Cette fontaine, dit Carle le Dhuy, dans son histoire des sires de Coucy, située à peu de distance de l'antique et primitive résidence de la famille de Coucy, donne toute l'année une eau claire et abondante et ne tarit jamais que quand une personne de la famille de Coucy doit mourir. Alors elle se dessèche entièrement, sans laisser après elle aucun indice qu'il y ait eu là une fontaine.

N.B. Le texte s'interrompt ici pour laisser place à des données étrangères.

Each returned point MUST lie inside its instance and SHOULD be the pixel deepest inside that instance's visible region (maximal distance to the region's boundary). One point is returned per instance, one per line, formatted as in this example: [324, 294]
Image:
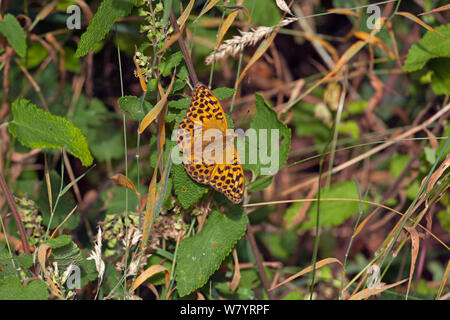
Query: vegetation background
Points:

Une fois, un des sires de Coucy qui prirent part aux Croisades avait été blessé en Palestine et s'attendait à la mort. Il dépêcha un messager dans son pays pour s'informer si la fontaine était tarie. A l'arrivée du messager il n'y avait plus une goutte d'eau. Mais on lui recommanda expressément de ne pas faire savoir au sire de Coucy ce qu'il en était, et de lui dire plutôt que la fontaine coulait toujours abondamment, afin de ne pas lui inspirer de tristes pensées. Il s'était rétabli, dit-on, mais toutefois la fontaine ne s'était pas tarie en vain et sa vieille réputation n'eut pas d'échec à essuyer. Dans le même temps un neveu du sire qui montait un cheval fougueux tomba et mourut sur la place.
Une autre fois que le farouche Thomas de Marle, le cœur gonflé de haine et de vengeance s'avançait d'un air sombre vers le château de son pêre, il descendit de cheval pour se désaltérer à la fontaine, mais elle était tarie.
« Est-ce un songe? s'écria Thomas. Tout à l'heure une onde rafraîchissante ne coulait-elle pas sur ce gazon fleuri ? Saint Vierge, mère de Dieu!» s'exclama une bonne vieille qui filait sur le bord de la fontaine où elle était assise, vêtue du costume grossier des paysannes d'alors; « ayez pitié de celui qui va mourir.» Car on savait, d'après une ancienne tradition, ce triste pronostic :
Plus heureuses sont nos fontaines sacrées, placées sous le vocable de nos Saints et sanctifiées par leurs prières. Car si elles ne rendent pas toujours la vie et la santé aux malades qui les visitent elles leur en donnent au moins l'espoir et les consolations.